Chandra Iswinarno, Faqih Fathurrahman

Selasa, 28 Oktober 2025 | 20:49 WIB
Sudah Vonis Final, Kenapa Eksekusi Harvey Moeis Molor? Kejagung Beri Jawaban
Terdakwa kasus dugaan korupsi pengelolaan tata niaga komoditas timah Harvey Moeis di Pengadilan Tipikor, Jakarta, beberapa waktu lalu. [ANTARA FOTO/Aprillio Akbar/nym]
  • Vonis 20 tahun Harvey Moeis sudah final sejak Juni.
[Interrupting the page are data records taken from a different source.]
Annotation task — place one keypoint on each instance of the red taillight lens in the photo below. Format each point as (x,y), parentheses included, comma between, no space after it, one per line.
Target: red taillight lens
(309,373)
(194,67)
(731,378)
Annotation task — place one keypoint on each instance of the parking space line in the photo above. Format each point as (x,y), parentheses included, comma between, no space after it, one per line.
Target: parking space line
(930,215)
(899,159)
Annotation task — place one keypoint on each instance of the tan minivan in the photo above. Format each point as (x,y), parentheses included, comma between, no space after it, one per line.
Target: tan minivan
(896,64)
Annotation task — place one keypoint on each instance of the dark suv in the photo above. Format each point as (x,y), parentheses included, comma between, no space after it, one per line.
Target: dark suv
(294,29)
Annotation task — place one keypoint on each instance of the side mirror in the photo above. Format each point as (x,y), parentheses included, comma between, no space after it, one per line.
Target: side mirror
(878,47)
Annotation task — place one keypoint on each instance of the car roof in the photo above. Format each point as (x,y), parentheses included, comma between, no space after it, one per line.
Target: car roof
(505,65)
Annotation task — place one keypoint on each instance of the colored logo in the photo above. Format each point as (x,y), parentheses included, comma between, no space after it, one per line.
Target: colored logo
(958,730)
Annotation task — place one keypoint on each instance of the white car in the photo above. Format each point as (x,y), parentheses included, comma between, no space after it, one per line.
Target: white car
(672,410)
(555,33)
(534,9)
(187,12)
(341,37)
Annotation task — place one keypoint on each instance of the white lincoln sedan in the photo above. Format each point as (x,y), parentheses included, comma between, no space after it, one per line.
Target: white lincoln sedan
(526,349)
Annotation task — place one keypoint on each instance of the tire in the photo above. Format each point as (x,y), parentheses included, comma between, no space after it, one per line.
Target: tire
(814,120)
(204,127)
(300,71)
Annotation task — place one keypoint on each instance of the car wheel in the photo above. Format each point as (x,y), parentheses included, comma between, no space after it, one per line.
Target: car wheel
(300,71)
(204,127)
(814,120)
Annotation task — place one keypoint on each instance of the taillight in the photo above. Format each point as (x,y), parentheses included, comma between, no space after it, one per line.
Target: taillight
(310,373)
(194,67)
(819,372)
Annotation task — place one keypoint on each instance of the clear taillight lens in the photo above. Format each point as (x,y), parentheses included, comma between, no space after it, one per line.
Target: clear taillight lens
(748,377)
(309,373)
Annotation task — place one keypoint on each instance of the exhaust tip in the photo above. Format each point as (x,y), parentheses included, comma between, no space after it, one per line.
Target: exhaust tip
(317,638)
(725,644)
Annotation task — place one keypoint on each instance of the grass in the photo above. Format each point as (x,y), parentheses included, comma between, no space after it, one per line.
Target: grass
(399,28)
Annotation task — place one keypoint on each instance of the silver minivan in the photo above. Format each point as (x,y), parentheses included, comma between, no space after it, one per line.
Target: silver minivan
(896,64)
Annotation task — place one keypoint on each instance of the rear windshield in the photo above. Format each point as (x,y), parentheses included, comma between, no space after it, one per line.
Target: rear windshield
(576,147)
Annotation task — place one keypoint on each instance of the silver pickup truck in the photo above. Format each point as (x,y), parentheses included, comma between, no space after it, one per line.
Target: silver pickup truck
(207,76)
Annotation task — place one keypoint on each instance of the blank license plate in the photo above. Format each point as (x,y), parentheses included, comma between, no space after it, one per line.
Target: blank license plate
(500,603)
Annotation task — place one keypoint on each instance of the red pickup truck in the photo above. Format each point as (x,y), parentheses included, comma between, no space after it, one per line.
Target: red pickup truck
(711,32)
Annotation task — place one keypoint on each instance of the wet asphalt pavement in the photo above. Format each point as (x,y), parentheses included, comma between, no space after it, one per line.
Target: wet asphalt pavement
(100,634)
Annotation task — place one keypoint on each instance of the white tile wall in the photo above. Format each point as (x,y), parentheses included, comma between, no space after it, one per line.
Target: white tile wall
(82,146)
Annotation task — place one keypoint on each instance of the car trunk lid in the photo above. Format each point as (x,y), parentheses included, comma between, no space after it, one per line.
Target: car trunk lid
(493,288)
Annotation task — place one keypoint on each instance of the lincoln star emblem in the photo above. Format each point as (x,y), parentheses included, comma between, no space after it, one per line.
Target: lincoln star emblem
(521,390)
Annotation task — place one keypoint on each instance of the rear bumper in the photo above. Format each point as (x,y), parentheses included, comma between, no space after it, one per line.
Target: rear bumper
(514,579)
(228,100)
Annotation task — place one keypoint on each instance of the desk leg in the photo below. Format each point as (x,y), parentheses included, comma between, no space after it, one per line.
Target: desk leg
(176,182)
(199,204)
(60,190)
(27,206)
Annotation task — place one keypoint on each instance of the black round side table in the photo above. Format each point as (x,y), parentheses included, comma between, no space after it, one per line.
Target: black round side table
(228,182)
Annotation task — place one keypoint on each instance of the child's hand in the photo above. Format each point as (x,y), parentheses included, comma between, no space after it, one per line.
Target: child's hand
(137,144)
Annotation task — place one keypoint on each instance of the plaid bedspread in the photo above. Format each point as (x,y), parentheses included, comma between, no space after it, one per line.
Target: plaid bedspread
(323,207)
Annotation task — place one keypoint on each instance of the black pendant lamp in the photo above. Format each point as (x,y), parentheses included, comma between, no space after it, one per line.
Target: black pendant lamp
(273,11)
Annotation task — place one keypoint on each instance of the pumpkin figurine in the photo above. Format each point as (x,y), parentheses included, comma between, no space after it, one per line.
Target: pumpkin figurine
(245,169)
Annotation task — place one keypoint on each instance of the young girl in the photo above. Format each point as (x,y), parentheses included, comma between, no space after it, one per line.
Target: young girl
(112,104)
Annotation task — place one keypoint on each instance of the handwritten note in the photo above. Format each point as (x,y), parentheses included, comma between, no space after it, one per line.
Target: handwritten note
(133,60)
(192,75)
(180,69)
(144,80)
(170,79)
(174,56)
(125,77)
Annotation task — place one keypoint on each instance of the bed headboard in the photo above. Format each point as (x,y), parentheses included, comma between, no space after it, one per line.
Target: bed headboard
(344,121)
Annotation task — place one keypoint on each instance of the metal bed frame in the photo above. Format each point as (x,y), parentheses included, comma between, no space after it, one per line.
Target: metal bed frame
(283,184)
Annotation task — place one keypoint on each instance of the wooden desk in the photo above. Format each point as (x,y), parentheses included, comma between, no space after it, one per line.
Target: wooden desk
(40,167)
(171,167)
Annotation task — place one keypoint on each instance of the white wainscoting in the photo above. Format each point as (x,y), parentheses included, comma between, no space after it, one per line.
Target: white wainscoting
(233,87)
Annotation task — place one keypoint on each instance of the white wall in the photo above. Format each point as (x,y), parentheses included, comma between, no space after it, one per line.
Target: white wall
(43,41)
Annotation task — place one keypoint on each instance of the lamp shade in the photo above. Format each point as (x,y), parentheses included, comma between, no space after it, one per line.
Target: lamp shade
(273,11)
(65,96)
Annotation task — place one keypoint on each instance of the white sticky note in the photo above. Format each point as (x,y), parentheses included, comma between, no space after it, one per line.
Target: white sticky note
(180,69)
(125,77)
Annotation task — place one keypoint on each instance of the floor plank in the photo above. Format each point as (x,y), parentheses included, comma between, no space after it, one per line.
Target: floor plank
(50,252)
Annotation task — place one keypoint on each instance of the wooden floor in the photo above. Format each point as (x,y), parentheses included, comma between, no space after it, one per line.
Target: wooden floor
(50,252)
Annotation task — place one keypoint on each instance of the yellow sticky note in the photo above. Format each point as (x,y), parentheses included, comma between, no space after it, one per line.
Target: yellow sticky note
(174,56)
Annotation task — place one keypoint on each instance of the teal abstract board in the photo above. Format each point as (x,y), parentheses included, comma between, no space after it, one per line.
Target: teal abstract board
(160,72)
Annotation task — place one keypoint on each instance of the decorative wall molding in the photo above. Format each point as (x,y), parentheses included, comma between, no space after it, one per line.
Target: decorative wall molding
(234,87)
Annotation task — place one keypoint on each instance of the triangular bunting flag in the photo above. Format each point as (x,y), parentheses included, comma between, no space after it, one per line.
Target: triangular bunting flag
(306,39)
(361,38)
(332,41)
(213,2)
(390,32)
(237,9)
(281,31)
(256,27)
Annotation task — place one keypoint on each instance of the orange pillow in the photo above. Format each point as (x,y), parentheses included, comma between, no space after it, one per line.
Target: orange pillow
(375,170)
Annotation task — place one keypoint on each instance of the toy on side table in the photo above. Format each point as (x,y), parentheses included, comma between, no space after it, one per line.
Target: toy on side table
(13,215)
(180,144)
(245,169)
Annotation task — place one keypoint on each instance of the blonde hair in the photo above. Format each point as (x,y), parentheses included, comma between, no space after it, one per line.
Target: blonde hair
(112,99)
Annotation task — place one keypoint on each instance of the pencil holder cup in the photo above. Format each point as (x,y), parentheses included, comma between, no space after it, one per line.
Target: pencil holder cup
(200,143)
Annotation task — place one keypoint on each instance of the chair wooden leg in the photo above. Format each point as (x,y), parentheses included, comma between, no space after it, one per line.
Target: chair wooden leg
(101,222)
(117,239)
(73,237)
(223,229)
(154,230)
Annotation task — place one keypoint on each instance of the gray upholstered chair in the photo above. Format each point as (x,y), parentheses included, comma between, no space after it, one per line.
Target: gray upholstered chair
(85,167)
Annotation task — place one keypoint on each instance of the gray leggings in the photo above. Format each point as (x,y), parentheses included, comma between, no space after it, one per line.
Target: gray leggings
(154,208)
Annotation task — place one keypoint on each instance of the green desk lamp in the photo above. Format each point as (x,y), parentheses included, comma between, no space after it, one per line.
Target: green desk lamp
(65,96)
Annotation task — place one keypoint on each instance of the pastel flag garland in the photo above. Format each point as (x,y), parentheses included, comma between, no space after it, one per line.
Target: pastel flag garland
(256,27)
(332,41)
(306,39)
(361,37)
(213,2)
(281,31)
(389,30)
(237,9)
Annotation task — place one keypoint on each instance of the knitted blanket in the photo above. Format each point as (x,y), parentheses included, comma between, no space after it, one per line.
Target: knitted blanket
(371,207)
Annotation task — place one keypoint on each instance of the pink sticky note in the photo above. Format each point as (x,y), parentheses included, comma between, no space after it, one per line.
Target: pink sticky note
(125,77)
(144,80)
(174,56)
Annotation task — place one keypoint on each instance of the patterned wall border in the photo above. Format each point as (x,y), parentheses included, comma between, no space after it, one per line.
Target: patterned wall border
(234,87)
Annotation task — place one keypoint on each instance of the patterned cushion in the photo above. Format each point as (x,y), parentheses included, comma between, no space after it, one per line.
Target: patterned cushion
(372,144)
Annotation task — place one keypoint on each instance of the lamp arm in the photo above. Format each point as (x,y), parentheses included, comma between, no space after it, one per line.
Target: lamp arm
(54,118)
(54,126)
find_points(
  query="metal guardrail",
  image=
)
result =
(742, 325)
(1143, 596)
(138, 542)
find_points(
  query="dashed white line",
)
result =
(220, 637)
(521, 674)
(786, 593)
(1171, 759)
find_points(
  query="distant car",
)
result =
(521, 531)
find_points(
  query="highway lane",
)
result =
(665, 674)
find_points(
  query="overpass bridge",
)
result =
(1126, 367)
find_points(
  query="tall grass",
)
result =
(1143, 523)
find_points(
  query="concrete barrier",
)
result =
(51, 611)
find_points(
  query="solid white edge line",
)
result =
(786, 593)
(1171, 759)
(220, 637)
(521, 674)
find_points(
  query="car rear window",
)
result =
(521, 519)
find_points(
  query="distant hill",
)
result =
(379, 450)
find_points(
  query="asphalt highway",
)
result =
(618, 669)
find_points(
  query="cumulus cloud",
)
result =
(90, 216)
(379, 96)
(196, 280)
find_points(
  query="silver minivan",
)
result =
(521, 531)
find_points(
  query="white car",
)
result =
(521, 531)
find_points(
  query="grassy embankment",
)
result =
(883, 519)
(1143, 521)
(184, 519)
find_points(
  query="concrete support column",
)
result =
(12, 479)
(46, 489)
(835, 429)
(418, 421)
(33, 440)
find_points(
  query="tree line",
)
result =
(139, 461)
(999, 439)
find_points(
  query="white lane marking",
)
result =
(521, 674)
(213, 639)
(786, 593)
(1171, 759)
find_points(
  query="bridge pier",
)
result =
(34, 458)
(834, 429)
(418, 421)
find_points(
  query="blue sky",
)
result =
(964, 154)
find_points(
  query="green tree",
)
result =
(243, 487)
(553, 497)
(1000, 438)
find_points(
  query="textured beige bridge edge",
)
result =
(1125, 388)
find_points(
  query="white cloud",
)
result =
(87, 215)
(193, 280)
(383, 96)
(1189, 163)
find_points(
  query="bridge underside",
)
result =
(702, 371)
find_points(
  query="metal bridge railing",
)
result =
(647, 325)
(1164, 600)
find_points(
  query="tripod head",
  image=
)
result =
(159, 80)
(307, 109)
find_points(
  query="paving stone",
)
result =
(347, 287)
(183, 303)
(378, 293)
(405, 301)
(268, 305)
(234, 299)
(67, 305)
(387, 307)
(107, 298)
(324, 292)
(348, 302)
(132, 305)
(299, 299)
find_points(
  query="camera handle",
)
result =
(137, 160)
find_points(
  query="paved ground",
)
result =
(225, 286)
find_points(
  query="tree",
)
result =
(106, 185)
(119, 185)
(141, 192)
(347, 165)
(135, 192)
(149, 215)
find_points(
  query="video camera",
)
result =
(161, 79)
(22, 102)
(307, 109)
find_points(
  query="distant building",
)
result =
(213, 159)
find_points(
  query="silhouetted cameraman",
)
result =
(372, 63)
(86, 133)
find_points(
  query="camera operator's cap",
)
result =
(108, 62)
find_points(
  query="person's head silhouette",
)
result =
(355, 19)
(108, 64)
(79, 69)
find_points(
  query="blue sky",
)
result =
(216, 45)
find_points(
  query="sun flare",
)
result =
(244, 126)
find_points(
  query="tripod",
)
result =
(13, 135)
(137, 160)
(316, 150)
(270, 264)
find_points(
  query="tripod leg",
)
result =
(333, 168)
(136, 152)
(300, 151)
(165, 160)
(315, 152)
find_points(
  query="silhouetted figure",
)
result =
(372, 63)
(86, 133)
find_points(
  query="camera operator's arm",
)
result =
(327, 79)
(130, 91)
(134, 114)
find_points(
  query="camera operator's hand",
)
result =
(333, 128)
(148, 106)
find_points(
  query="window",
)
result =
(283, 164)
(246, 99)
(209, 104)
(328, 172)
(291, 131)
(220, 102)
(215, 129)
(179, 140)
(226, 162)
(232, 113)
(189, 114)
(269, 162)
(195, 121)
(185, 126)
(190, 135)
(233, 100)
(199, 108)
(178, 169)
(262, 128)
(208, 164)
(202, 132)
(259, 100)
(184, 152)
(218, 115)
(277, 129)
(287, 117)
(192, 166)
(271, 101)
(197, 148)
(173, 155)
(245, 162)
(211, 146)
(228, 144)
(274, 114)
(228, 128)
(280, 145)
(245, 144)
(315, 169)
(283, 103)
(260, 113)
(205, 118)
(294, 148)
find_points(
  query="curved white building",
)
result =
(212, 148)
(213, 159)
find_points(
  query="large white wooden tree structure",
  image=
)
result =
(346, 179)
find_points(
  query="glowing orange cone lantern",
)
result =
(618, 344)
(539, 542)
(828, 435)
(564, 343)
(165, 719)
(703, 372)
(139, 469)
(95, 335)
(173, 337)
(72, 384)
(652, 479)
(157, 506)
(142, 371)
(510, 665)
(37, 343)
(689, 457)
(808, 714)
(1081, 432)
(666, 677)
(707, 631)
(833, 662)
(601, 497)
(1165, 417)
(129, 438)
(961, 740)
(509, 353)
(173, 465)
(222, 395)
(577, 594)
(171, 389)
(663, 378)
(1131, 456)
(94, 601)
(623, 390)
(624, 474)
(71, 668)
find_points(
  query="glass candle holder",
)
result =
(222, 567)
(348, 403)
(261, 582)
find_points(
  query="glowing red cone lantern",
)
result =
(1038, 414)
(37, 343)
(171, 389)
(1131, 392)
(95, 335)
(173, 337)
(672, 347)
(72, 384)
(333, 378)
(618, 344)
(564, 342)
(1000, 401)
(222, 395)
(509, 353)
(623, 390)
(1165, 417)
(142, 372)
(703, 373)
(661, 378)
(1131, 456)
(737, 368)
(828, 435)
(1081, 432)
  • Eksekusinya tertunda karena menunggu salinan putusan resmi MA.

  • Kejagung: Dia tetap ditahan, eksekusi hanya masalah administrasi.

Suara.com - Meski vonis 20 tahun penjara sudah di tangan hingga putusan kasasi ditolak, namun nasib akhir terpidana korupsi timah, Harvey Moeis, secara administratif masih menggantung.

Di tengah pertanyaan publik, Kejaksaan Agung (Kejagung) akhirnya buka suara mengenai alasan eksekusi belum juga dilaksanakan.

Palu hakim Mahkamah Agung (MA) boleh saja sudah diketuk sejak Juni lalu, mengakhiri perlawanan hukum suami dari aktris Sandra Dewi itu.

Namun, perjalanan Harvey Moeis menuju status narapidana resmi ternyata masih terhalang selembar kertas.

Kapuspenkum Kejagung, Anang Supriatna, menjelaskan bahwa proses eksekusi tidak bisa berjalan hanya berdasarkan amar putusan yang beredar.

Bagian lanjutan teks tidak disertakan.